Africa was to suffer the worst effect due to European coloniality and Westernization. Unlike the Europeans that created sects within the same civilizational religious sphere, our scholars and professional leadership totally discarded our traditional systems for Abrahamic – European or Arabic. Instead of building on existing African educational systems – spiritual and secular – we adopted external civilizational systems whose syllabus and accreditation depended on foreign sources. Africans ended up with a psuedo educational system and psuedo elites that were incapable of uplifting Africans technologically, economically nor politically.

It was not only the secular education that became misdirected but the get rich quick syndrome infected our traditional systems, especially with the global decoloniality that increased the demand of our traditional systems and Babalawos. Starting with our monarchy, the head of our traditional belief systems, being infiltrated by Neocolonialist Abrahamists that only wanted the trappings of power and wealth, but not the civilizational obligations and responsibility. Then we had a new class of modern day Babalawos, who instead of moral values and societal development, were more concerned with prosperity theology and money rituals, like the Pentecostals departed from Catholic values for prosperity theology..

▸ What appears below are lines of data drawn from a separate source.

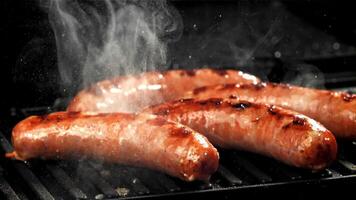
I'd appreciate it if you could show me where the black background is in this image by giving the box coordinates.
[0,0,356,115]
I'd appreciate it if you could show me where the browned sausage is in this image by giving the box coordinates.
[145,99,337,170]
[7,112,219,181]
[67,69,259,113]
[186,83,356,139]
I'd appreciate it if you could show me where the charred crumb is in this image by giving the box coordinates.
[293,116,307,126]
[198,98,223,106]
[67,112,81,118]
[229,94,237,99]
[268,83,291,89]
[147,117,169,126]
[268,105,277,115]
[341,93,356,102]
[283,116,307,129]
[219,83,237,90]
[178,98,194,103]
[171,127,192,137]
[193,86,207,95]
[153,108,170,116]
[180,70,196,76]
[237,82,267,90]
[253,82,267,90]
[212,69,227,76]
[85,85,103,96]
[37,115,49,121]
[267,105,282,119]
[231,102,252,110]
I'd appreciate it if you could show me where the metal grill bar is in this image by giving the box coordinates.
[0,166,20,200]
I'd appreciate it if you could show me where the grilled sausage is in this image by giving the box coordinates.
[186,83,356,139]
[7,112,219,181]
[145,99,337,170]
[67,69,259,113]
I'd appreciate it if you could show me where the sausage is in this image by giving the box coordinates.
[6,112,219,181]
[67,69,259,113]
[145,98,337,170]
[185,83,356,139]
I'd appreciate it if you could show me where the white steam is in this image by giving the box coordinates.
[49,0,183,92]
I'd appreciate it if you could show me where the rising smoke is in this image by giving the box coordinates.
[49,0,183,90]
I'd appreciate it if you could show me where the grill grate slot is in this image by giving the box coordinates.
[218,165,243,186]
[0,166,20,200]
[46,164,88,199]
[78,164,118,198]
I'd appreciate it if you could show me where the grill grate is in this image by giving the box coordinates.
[0,102,356,200]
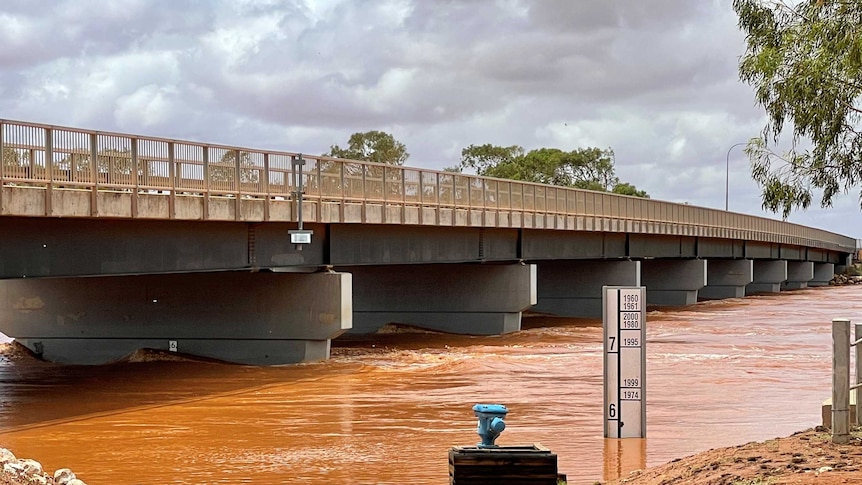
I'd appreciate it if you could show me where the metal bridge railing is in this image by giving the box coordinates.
[0,120,858,253]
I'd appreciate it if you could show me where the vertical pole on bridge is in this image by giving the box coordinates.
[832,318,850,444]
[853,323,862,426]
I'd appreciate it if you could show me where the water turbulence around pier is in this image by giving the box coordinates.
[0,287,862,485]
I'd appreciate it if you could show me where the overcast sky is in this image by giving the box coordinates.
[0,0,862,238]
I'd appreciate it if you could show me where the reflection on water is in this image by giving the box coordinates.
[0,287,862,485]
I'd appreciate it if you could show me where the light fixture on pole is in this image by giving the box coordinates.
[724,142,748,211]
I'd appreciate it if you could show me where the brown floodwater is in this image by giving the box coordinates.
[0,286,862,485]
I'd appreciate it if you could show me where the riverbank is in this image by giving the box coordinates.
[608,426,862,485]
[0,448,86,485]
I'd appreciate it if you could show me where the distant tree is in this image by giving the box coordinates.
[611,183,649,199]
[733,0,862,218]
[460,143,526,180]
[459,144,649,197]
[323,130,410,165]
[209,150,260,184]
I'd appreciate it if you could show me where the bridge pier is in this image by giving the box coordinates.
[745,260,787,295]
[533,260,641,318]
[338,264,536,335]
[808,263,835,286]
[641,259,707,306]
[698,259,754,300]
[781,261,814,290]
[0,272,352,365]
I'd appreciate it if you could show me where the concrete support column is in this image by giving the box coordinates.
[781,261,814,290]
[339,264,536,335]
[0,272,352,365]
[641,259,707,306]
[745,260,787,295]
[533,260,641,318]
[808,263,835,286]
[698,259,754,300]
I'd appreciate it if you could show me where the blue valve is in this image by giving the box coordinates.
[473,404,509,448]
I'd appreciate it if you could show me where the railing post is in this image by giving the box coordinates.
[90,133,99,217]
[832,318,850,444]
[168,141,176,219]
[45,128,54,216]
[853,323,862,426]
[201,145,210,221]
[260,152,272,221]
[0,121,4,214]
[129,136,138,218]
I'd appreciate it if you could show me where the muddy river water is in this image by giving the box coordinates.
[0,286,862,485]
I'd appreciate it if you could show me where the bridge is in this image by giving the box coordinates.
[0,119,856,364]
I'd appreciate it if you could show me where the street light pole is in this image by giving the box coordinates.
[724,142,748,212]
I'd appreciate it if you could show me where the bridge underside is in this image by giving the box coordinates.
[0,217,844,364]
[0,272,352,365]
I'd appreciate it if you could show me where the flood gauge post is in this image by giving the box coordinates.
[602,286,646,438]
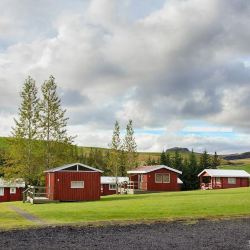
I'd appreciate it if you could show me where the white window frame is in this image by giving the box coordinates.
[70,181,84,189]
[109,184,116,190]
[155,174,162,183]
[162,174,170,183]
[10,187,16,194]
[0,187,4,196]
[227,177,236,185]
[155,173,170,183]
[215,177,221,183]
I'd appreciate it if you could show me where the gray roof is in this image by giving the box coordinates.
[198,169,250,178]
[127,165,182,174]
[44,162,103,173]
[101,176,129,184]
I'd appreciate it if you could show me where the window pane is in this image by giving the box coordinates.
[162,174,170,183]
[215,177,220,183]
[109,184,116,190]
[71,181,84,188]
[155,174,162,183]
[0,188,4,196]
[228,178,236,184]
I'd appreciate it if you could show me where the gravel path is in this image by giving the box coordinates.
[0,218,250,250]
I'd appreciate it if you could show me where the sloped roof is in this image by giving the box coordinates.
[127,165,182,174]
[44,163,103,173]
[177,178,183,184]
[0,178,25,188]
[101,176,129,184]
[198,169,250,178]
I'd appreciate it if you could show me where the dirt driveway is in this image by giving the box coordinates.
[0,218,250,250]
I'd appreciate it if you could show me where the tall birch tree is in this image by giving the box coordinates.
[40,76,73,169]
[7,76,39,183]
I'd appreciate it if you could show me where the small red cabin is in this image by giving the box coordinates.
[0,179,25,202]
[198,169,250,189]
[127,165,182,191]
[101,176,129,196]
[45,163,102,201]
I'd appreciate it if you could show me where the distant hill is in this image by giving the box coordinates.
[0,137,203,164]
[167,147,190,153]
[223,152,250,161]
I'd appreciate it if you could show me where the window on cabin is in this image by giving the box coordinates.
[109,184,116,190]
[155,174,170,183]
[155,174,162,183]
[215,177,221,183]
[227,177,236,184]
[71,181,84,188]
[162,174,170,183]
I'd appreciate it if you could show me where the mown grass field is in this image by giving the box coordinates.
[219,159,250,173]
[0,188,250,229]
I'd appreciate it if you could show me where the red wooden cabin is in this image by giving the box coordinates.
[198,169,250,189]
[45,163,102,201]
[101,176,129,196]
[127,165,182,191]
[0,179,25,202]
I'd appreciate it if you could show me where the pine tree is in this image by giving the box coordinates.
[124,120,138,169]
[108,121,122,177]
[182,150,200,190]
[40,76,73,169]
[211,152,220,168]
[200,150,211,170]
[166,152,173,167]
[7,76,39,184]
[173,151,183,171]
[160,151,167,166]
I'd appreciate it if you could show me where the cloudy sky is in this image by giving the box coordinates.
[0,0,250,153]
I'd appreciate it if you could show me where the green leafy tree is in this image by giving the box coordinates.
[108,121,122,176]
[211,152,220,168]
[39,76,73,169]
[200,150,211,170]
[160,151,167,166]
[123,120,138,169]
[172,151,183,171]
[6,76,40,183]
[181,150,200,190]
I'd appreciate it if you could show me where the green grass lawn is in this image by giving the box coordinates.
[0,202,35,229]
[219,163,250,173]
[0,188,250,227]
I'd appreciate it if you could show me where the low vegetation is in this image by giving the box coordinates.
[0,188,250,228]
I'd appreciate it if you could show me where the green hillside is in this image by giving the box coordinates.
[220,158,250,173]
[0,137,200,163]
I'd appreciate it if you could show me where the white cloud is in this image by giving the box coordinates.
[0,0,250,150]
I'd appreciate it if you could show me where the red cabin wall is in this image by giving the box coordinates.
[200,172,249,189]
[147,168,180,191]
[130,168,181,191]
[45,173,55,200]
[101,184,116,196]
[221,177,249,188]
[0,187,23,202]
[46,171,101,201]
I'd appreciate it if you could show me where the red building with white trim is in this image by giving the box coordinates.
[45,163,102,201]
[198,169,250,189]
[0,179,25,202]
[101,176,129,196]
[127,165,182,191]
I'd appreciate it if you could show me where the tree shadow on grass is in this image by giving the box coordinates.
[101,194,148,201]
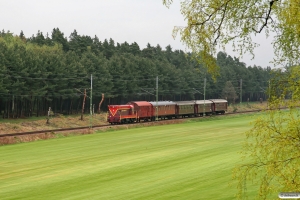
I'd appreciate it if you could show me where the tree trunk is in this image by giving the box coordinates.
[98,93,104,114]
[80,89,86,120]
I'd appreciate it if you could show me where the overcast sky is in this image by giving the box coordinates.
[0,0,273,67]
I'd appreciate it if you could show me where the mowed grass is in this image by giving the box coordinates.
[0,116,260,200]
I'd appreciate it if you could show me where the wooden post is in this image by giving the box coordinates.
[98,93,104,114]
[80,89,86,120]
[46,107,51,124]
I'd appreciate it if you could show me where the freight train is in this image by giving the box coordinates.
[107,99,228,124]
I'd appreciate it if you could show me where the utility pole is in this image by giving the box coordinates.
[90,74,93,128]
[203,78,206,116]
[240,79,243,103]
[269,80,271,102]
[155,76,158,121]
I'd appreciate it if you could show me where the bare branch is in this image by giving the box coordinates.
[252,0,278,33]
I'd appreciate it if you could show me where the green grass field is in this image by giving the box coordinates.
[0,116,264,200]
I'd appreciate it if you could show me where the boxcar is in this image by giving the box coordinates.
[127,101,153,122]
[149,101,176,120]
[210,99,228,114]
[175,101,196,117]
[195,100,213,116]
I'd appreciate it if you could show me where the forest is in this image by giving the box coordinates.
[0,28,271,118]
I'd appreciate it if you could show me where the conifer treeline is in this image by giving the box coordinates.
[0,28,271,118]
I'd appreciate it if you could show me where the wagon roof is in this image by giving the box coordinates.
[196,100,213,104]
[108,105,133,109]
[149,101,176,106]
[210,99,227,103]
[128,101,151,106]
[175,101,195,106]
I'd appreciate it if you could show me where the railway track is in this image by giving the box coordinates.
[0,110,262,138]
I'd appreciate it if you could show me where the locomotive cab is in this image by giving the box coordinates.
[107,105,137,124]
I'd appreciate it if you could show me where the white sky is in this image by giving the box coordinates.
[0,0,273,67]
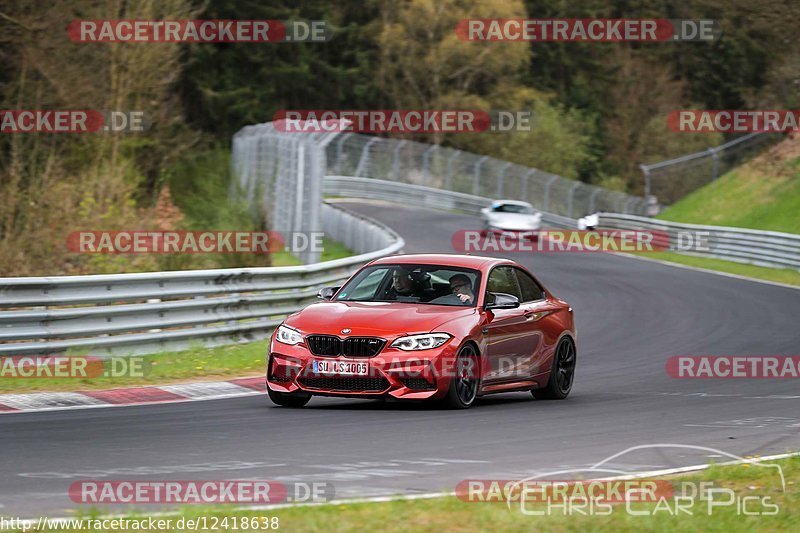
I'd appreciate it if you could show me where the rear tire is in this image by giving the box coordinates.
[443,344,479,409]
[267,385,311,407]
[531,337,577,400]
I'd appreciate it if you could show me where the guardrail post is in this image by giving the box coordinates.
[708,147,719,180]
[589,187,602,214]
[567,181,581,218]
[355,137,381,178]
[639,165,650,196]
[522,168,536,202]
[392,141,408,180]
[422,144,439,185]
[497,163,511,198]
[445,150,461,191]
[543,176,558,211]
[472,155,489,196]
[336,133,353,174]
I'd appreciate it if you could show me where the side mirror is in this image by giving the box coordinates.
[317,287,341,300]
[483,292,519,310]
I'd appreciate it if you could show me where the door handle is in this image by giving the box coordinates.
[523,311,549,322]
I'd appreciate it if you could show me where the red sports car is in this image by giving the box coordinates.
[267,254,576,409]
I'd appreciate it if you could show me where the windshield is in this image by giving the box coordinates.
[492,204,533,215]
[335,264,481,307]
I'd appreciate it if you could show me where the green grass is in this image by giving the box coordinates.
[632,252,800,286]
[15,457,800,533]
[643,139,800,285]
[0,340,268,394]
[658,150,800,233]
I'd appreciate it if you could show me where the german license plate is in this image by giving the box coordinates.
[311,361,369,376]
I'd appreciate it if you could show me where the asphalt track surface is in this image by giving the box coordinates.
[0,203,800,517]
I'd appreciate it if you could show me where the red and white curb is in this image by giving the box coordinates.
[0,376,266,415]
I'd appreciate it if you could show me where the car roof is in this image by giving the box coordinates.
[492,200,533,207]
[370,254,516,270]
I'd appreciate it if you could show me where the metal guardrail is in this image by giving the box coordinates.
[600,213,800,270]
[644,132,783,205]
[323,176,577,228]
[325,133,647,218]
[0,204,405,355]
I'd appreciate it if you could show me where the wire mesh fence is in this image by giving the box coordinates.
[231,122,336,264]
[640,133,782,205]
[231,123,646,263]
[326,133,646,218]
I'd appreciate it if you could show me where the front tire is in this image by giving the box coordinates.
[444,344,479,409]
[267,385,311,407]
[531,337,577,400]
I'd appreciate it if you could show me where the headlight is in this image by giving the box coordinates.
[275,326,303,345]
[392,333,452,351]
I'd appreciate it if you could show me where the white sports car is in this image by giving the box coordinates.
[481,200,542,236]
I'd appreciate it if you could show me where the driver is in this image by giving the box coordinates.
[450,274,475,305]
[387,267,417,300]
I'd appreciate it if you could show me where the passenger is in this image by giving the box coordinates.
[450,274,475,305]
[386,267,419,300]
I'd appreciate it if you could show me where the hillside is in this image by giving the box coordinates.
[658,136,800,233]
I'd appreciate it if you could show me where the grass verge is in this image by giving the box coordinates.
[658,138,800,233]
[631,252,800,286]
[17,457,800,533]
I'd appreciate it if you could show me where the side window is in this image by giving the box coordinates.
[514,268,544,302]
[486,267,522,301]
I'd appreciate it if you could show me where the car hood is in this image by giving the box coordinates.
[489,213,542,230]
[285,302,476,337]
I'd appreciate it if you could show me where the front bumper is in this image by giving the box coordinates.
[267,339,458,400]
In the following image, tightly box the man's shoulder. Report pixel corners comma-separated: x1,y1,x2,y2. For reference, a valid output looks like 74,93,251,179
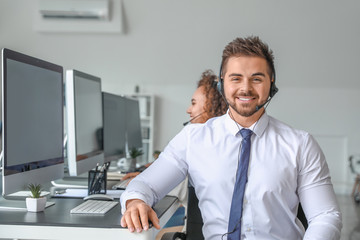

Our political system fared the worst as people with questionable sources of wealth and pedigree easily stepped onto the political stage by buying political support. With little or no experience and knowledge often gained by working up the political ladder, new age politicians rose based on the size of their wallets. They were politicians but not statesmen since they had no sense of public service and patriotism. They were nothing more than influence peddlers and political equity investors. Therefore the quality of governance fell and continues to fall.

Some social history analysts attribute the global dumbing down of knowledge and experience to the social decay of the Western civilization after several centuries, African societies have not been able to rise to their potentials before adopting Westernization social decay syndromes. There is a high likelihood that the sharp practices of Pentecostal Babalawos would turn people away from African epistemes or demand for scientific spiritualism to counter 419.

Amends have to be made from the top of the traditional organizational structure that has been subjugated by Westernization and coloniality. This is one of the reasons that I have advocated civilizational democracy that is guaranteed and guided by long term stakeholders versed in our civilizational values and aspirations. Rather than short-termist, ‘get rich and power overnight’ politicians in charge of our collective aspirations, we need those with long term stakes in the advancement of the African civilization.